"Well, suppose it does happen that in the course of doing your duty this mortal should 'put on immortality'—that's the way the Bible expresses it, you know—wouldn't that be a gain for you? And what's a gain for you couldn't be a loss for us."
He laughed with a great guffaw. "But perhaps we shouldn't be married."
"No; but marriage, after all, is only for time, whereas you and I are bound by all sorts of ties which really belong to eternity."
He took no stock in that, he told her; but he liked her gleaming earnestness in saying it. The aunt who had brought her up must have been a quaint, religious character, he said, to have filled her head with such other-worldly notions. Anyhow, they were different from the anxiety and fear which the family hid behind their stoic calmness, and of which he felt the twinges within himself as he wound up his affairs.
CHAPTER II
It was at the time when the possibility of a war with Mexico—or any war at all—struck the imagination of the country as a calamity too horrible to contemplate. There was no question as to the victory, but neither was there a question as to the price that would be paid for it.
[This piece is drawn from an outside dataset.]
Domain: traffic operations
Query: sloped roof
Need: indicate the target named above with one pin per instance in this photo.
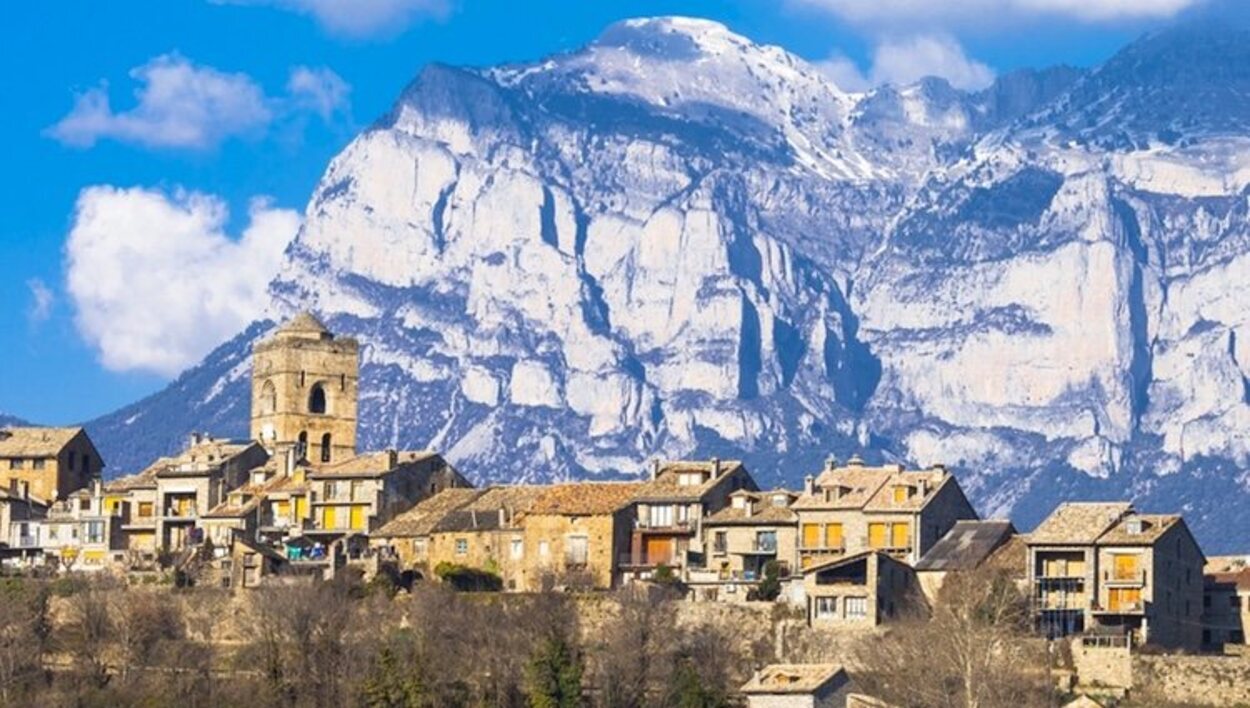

Men—young men—young Americans, O God!—would be killed—actually killed. Fellows whose places were in shops and offices and factories and banks, whose diversions were the stadium, the sea-shore, or the woods, would be called on to make the extreme sacrifice at a time when sacrifice of any kind was being pooh-poohed. It was not only monstrous, it was unnatural, a trend of events in the teeth of fate, and against what one might reasonably call the manifest will of God. Lester knew that his family were feeling this, though they never mentioned it; he was feeling it himself. Molly Dove alone seemed to ride on the wave of events like a sea-bird on a storm, cradled, rocked, at ease in her element, secure, serene, sure of both present and ultimate good, whatever might befall.
So there came a Sunday when, after a mid-day dinner, the family accompanied him to the station and he entrained for camp. He had said good-by to Molly Dove during the forenoon. As no advance had been made to her from the Lester side, she could make none on hers, and so judged it wisest to keep out of sight. Her sweet self-effacement in doing this made Lester swear that he would marry her at the first opportunity, as he steamed away on this opening stage of what was to prove his long, long, long way.
That way, at the beginning, struck many people as a tortuous, futile way, leading no-whither. There was talk of saluting the flag; there was the occupation of Vera Cruz; there was the withdrawal from Vera Cruz; there were months when the daily head-lines bore the names Huerta, Villa, Carranza; and few knew for what reason the young men did not come home.
Then home they began to come, chiefly on furlough, to be sent elsewhere. During one such interval Lester married Molly Dove. It meant a breach with his family, none of whom appeared at the simple ceremony or took any steps to acknowledge the bride. He was compelled to leave her within a month.
In the mean while greater wars than any possibility with Mexico had broken out, and the iron entered the whole world's soul. It was only then that the end of the road on which Lester had started out that Sunday when he had entrained came into sight—and he sailed for France.